Reports emerged on Wednesday that Mansour was injured after an argument broke out at the meeting between the divided group's senior leaders. A Taliban spokesman called the reports "absolutely baseless" but the group typically does not speak publicly on the status of its prominent members.

For two years, the militant group denied that its former supreme leader Mullah Omar had died until Afghan officials revealed in July that Omar he died in a hospital in Pakistan in 2013.

The group is yet to release video or audio evidence that Mansour is still alive since the incident was reported.

Mansour has led the Taliban for four months since the death of Omar was announced by the group.

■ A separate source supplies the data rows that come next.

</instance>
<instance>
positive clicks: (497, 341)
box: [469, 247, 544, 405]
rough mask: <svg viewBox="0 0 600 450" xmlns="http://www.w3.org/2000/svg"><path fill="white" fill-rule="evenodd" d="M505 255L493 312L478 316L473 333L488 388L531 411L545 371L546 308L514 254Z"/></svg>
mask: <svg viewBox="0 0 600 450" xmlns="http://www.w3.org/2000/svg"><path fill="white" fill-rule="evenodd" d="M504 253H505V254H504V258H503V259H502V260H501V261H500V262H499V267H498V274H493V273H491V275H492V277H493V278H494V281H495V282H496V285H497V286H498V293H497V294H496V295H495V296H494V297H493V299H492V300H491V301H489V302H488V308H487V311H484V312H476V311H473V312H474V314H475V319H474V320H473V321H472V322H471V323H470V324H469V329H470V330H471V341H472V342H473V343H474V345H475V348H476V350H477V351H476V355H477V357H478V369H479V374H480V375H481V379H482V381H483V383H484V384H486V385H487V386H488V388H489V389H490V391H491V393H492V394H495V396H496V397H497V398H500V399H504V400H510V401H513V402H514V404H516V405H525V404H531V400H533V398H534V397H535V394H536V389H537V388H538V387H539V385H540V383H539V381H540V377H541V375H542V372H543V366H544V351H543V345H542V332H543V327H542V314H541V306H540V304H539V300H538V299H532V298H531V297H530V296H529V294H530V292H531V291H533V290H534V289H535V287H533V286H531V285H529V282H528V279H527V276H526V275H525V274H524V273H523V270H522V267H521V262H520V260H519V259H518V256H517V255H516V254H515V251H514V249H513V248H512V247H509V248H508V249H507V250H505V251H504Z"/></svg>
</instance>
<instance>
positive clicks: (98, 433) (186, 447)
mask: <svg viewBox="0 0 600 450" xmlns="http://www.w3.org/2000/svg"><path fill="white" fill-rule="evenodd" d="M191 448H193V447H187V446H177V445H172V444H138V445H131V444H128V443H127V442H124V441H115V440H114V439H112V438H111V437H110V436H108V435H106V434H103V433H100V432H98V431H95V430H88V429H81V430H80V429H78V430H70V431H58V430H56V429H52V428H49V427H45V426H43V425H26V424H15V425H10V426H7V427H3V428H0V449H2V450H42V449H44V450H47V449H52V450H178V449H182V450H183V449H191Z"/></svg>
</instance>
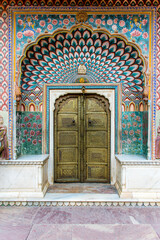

Deadly suicide attacks against Western and Afghan government targets have continued under his tenure. The group also captured the northern city of Kunduz in September before Afghan troops backed by U.S. airstrikes wrestled it back.

Pakistan-sponsored peace talks between Afghan President Ashraf Ghani's administration and the Taliban have stalled since the announcement of Omar's death while the Taliban has become more fractured after Mansour's elevation to leadership.

A faction of the Taliban splintered from Mansour's group in November and aligned itself with the Islamic State militant group (ISIS). The group is led by Mullah Mohamed Rasool, a former member of the Taliban's ruling council.